Expression of human TNRC6A and its effect on GWB formation
In this study, we have identified TNGW1 as a novel 210-kDa isoform of GW182 with both proteins highly enriched in GWBs. As predicted in the NCBI GenBank database, the amino acid sequences of TNGW1 and GW182 are identical, with the exception that TNGW1 has an extra 253-aa polypeptide in its N-terminus. TNGW1 was expressed in several human cancer cell lines and human testis together with the reported short isoform GW182. Our data demonstrated that TNGW1 and GW182 are expressed independently, and GW182 was the predominant gene product. The expression of their mRNAs is possibly due to alternative splicing, alternative promoters or transcriptional start sites. The expression levels of each isoform under different cellular conditions with potentially different RNAi activities and the factors determining their expression need further investigation.
Both TNGW1 and GW182 were highly enriched in GWBs, but TNGW1 was detected only in about one-third of endogenous GWBs. Knockdown of TNGW1 did not noticeably disrupt GWB formation indicating that TNGW1 was not required for the formation of many GWBs. Both TNGW1 and GW182 exerted a similar translational repression effect in the tethering assay, and these data implied that TNGW1 might be functionally redundant and that GW182 has a more-important role in the formation of GWBs. However, this interpretation needs to be solidified by determining the effect of TNGW1 on GWB formation in the absence of GW182. Since an efficient method to knock down GW182 without affecting TNGW1 is not currently available, it remains unclear whether TNGW1 alone can substitute for all putative function for GW182. Given that TNGW1 contains the whole amino acid sequence of GW182, it is likely that TNGW1 is capable of most functional characters of GW182. With the extended N-terminal region containing the TNR Q-repeat domain, the full functional characteristics for TNGW1, in addition to GW182, remain to be determined.

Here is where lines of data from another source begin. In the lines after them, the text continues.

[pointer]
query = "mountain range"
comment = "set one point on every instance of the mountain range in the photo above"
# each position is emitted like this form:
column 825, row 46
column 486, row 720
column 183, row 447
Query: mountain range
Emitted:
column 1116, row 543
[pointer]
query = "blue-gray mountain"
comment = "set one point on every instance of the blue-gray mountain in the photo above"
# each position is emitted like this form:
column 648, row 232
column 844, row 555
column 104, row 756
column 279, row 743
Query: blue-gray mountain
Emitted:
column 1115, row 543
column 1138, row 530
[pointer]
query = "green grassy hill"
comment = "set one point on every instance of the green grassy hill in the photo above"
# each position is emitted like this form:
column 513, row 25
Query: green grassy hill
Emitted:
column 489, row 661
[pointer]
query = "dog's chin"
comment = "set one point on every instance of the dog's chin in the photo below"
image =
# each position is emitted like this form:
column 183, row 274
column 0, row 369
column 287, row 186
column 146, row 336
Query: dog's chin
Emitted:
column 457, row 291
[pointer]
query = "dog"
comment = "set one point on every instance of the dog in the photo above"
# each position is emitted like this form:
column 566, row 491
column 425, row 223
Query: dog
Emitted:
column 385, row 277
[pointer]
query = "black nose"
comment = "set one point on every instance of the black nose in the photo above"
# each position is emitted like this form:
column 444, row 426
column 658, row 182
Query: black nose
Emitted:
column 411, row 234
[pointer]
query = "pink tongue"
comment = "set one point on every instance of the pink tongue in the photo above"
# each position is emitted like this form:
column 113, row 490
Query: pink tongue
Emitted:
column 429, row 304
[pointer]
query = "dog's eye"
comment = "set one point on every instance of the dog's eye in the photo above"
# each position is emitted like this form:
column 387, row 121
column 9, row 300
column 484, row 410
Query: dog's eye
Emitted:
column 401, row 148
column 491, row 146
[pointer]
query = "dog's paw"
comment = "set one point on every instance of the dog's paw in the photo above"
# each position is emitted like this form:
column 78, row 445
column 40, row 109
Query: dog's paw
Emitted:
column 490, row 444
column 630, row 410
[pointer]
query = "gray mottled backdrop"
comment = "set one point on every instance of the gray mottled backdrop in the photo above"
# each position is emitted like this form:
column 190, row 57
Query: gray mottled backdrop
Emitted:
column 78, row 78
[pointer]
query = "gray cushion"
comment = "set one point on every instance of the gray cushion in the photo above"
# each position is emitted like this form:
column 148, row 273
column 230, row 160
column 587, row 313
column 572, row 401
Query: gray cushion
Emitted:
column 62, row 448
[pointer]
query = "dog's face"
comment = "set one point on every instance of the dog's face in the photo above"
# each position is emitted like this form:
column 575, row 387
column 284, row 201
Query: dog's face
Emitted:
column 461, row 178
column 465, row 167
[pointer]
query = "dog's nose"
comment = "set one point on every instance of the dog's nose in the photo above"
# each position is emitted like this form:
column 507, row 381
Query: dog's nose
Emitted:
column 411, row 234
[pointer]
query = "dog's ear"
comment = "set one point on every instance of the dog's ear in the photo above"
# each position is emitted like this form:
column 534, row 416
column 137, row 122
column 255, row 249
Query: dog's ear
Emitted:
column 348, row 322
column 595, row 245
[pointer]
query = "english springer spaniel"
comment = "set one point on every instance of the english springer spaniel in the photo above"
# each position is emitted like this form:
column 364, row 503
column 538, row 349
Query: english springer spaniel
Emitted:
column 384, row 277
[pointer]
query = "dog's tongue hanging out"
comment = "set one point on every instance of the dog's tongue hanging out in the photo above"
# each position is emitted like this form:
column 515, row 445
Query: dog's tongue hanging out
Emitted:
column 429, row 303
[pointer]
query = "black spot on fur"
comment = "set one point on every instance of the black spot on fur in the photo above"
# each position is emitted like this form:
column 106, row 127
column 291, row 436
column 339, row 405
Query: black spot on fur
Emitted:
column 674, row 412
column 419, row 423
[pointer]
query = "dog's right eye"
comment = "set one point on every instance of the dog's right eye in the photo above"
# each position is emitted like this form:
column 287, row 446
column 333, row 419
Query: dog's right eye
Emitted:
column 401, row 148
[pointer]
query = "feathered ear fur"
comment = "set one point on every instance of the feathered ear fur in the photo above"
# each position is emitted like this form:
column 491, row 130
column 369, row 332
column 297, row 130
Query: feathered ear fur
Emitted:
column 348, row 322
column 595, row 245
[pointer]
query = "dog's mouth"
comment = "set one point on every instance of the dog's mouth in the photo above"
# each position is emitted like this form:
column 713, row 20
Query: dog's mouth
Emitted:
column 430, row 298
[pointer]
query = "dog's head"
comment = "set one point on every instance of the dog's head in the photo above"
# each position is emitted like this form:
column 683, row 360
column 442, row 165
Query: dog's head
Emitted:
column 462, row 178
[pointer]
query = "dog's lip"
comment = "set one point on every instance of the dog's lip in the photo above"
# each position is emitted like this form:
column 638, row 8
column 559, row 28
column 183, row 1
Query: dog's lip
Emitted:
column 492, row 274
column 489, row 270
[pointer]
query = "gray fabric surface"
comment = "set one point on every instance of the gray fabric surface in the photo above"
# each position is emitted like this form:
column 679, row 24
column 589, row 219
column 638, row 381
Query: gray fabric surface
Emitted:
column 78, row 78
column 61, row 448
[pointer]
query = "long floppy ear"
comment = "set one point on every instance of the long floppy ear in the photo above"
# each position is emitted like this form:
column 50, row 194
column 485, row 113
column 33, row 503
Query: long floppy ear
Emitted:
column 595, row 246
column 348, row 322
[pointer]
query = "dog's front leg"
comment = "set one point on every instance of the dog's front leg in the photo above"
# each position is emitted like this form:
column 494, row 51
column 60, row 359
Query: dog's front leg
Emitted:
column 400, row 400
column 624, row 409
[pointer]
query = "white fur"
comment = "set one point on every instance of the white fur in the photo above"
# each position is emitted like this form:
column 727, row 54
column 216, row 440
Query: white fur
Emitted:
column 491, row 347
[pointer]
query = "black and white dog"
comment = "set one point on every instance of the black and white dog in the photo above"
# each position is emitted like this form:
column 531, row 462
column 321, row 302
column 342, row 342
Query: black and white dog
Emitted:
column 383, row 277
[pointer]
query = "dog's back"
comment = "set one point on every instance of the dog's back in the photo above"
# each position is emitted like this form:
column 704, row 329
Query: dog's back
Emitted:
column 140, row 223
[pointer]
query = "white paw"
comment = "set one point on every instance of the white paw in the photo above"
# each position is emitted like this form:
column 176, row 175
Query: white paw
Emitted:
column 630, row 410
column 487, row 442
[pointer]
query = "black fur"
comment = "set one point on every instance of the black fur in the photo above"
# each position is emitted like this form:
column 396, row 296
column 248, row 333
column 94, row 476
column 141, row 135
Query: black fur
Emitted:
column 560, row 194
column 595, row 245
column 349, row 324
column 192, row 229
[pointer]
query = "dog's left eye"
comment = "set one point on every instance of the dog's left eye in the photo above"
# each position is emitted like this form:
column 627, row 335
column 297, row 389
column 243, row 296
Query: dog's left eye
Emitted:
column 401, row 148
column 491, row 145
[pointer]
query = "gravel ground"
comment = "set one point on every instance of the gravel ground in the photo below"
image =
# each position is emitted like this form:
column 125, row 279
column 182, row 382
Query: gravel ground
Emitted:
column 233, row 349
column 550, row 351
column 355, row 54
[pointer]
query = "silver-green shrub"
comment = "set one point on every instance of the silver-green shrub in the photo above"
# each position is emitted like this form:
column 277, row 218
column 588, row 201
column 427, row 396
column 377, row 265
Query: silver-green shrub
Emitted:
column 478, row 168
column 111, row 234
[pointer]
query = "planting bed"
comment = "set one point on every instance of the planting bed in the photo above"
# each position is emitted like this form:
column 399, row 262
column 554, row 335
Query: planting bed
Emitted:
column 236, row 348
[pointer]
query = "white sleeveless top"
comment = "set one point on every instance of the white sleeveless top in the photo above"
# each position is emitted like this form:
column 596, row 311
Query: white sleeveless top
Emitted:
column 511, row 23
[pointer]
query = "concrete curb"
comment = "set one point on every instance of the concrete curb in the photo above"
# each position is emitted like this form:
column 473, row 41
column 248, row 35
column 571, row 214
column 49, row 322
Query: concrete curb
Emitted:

Interdependence of Ago2 and TNGW1 or GW182 in miRNA-mediated translational repression
In mammalian systems, Ago2 (EIF2C2) is considered to be the most important factor in the RNA-induced silencing complex (RISC) because it binds siRNA and miRNA as well as being the only factor harboring the slicing activity responsible for siRNA-induced silencing (Liu et al., 2004; Yuan et al., 2005). However, the mechanism for miRNA-mediated repression remains unclear. In the presence of incomplete complementarity between anti-sense strand miRNA and its target mRNA, the `slicing' function of Ago2 is interfered, where Ago2 may need to recruit multiple factors to secure its repression effect on the targeted mRNA and possibly induce the subsequent mRNA degradation. GW182 has been reported as more important in gene silencing when slicing activity is limited, for example, in miRNA-mediated silencing (Liu et al., 2005; Chu and Rana, 2006). In the present study, we extended the understanding of their interdependence by tethering TNGW1, GW182 or Ago2 to the 3′-UTR of a luciferase reporter mRNA and comparing their relative potentials in translational repression. Our data demonstrated that both TNGW1 and GW182 exerted stronger translational repression than Ago2. Furthermore, the repression effect of tethered Ago2 was sensitive to the presence of TNGW1 and/or GW182, whereas repression by tethered TNGW1 or GW182 did not require Ago2. These observations suggested that either TNGW1 or GW182 has a more direct impact on translational repression than Ago2. Although it is possible that other Argonaute proteins could substitute for Ago2 when it was knocked down, the functional importance of TNGW1 and/or GW182 was obvious even though human cells may also have two homologues of GW182, TNRC6B and TNRC6C. In miRNA-mediated translational silencing, the miRNA-loaded Ago2 can direct GW182 to their targeting mRNA and repress its translation. Hence, when TNGW1 or GW182 was tethered to the reporter mRNA via the λN tag, it may bypass the requirement of miRNA-Ago2 guidance. Consistent with this observation, Eulalio et al. have shown that the interaction between GW182 and Argonaute proteins is essential for miRNA-mediated translational repression and mRNA decay in Drosophila (Eulalio et al., 2008b). However, whether the repression effect is caused directly by TNGW1 and/or GW182, or the additional factors recruited in later stages of the process requires further investigation.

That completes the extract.